The 10th Court of Appeals in Waco affirmed a district court ruling that allows for the case to go to trial in Brazos County court.

The Court ruled that Texas A&M administrators, acting in the course and scope of their jobs, can be sued individually for the events leading up to the 1999 collapse of the 59-foot-tall bonfire stack that killed 12 people and injured 27 others.

The Waco Court of Appeals has clearly stated that the Texas A&M administrators cannot hide behind the sovereign immunity doctrine.

In November 1999, stacks of more than 5,000 logs collapsed as students were building it. This was a 90-year-tradition for the university, and the bonfire was burned on the eve of Texas A&M’s game with University of Texas.

Injured people and their families sued the University, alleging that the A&M officials created a dangerous event and were indifferent to the students’ safety.

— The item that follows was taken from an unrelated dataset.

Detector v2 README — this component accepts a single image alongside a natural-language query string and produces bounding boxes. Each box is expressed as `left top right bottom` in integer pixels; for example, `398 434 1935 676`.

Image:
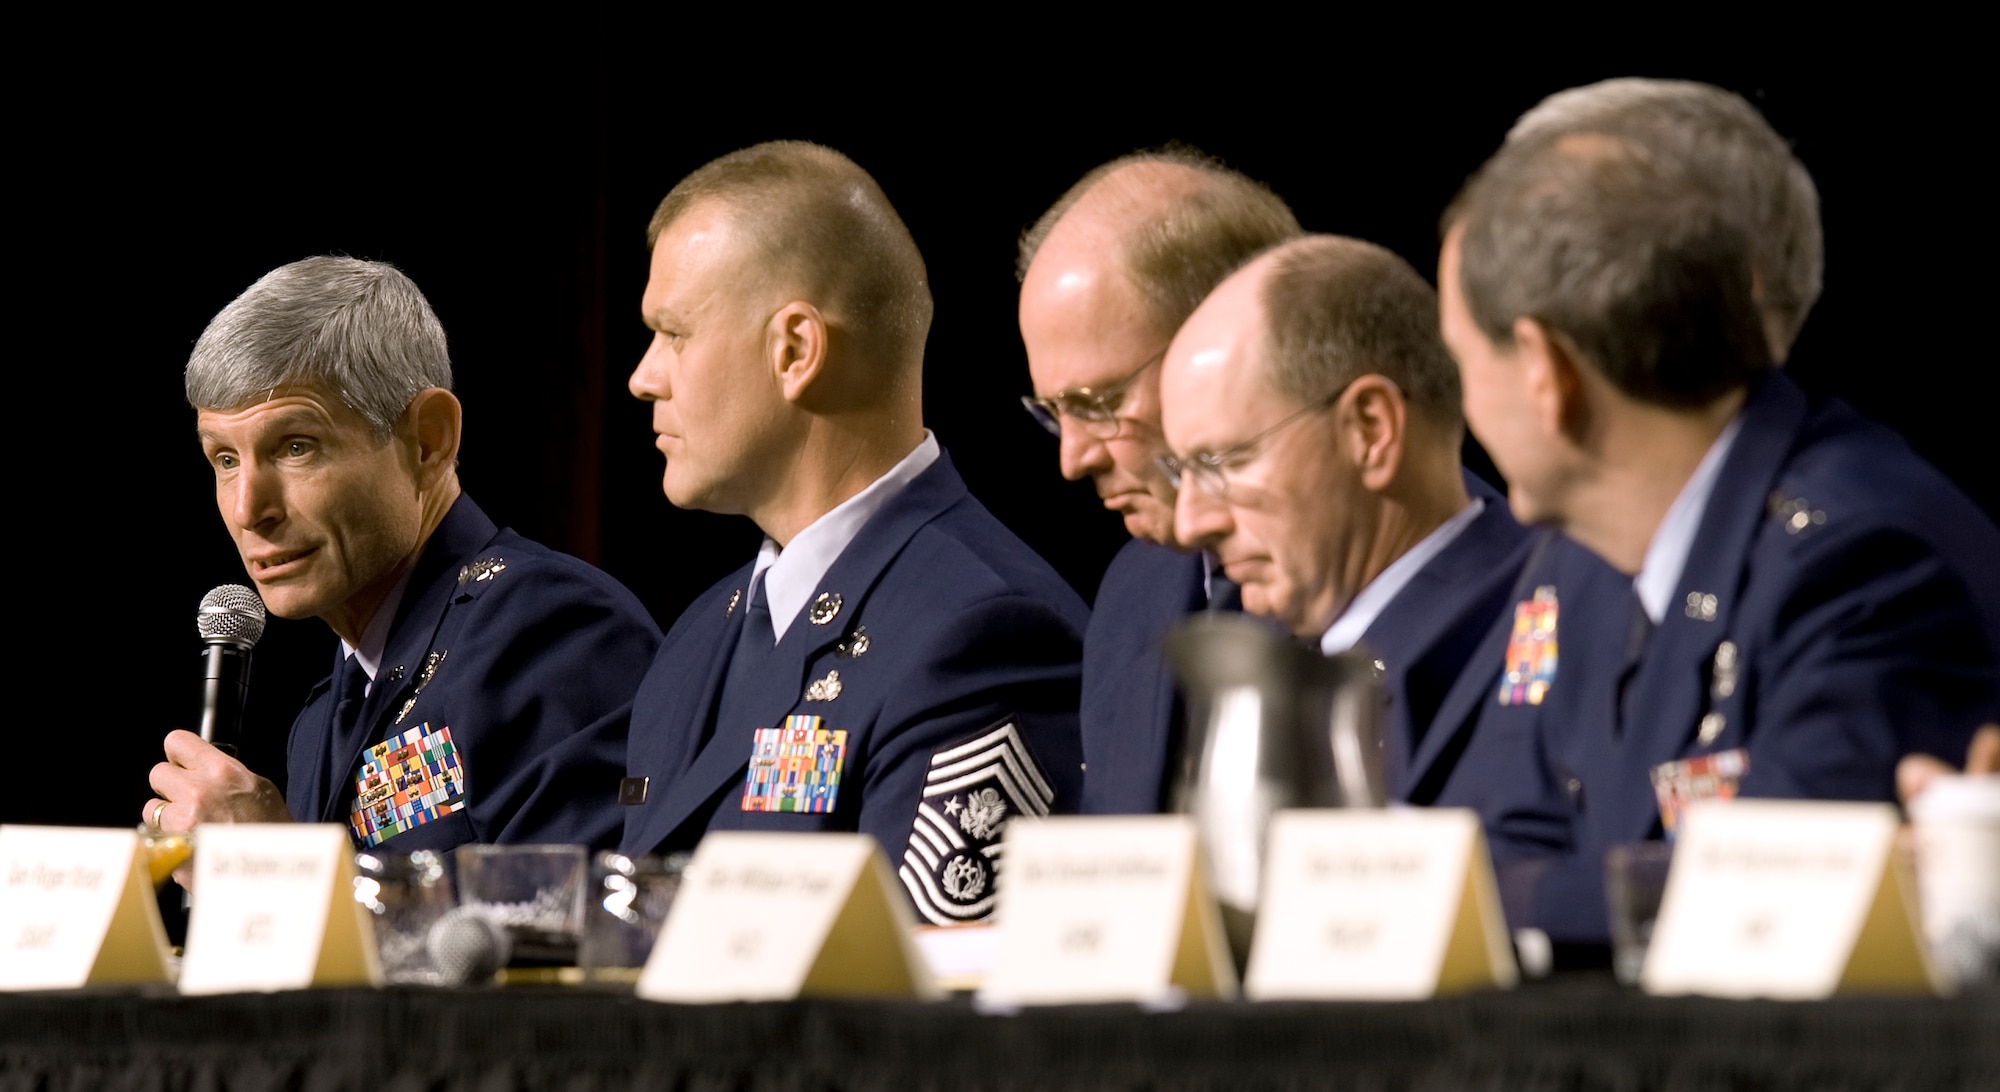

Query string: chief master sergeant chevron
146 257 662 856
617 142 1088 925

Legal Analysis: The King can do no wrong; Sovereign Immunity-time this doctrine was thrown out with the King who spawned it. Too often I have seen governmental agencies hide behind this doctrine; using it as a shield to deny liability for the most egregious acts of negligence, wrongful termination and employment discrimination. The governmental employees who commit these wrongful acts are deliberately indifferent to the claims of the plaintiffs, as are the attorneys who represent them.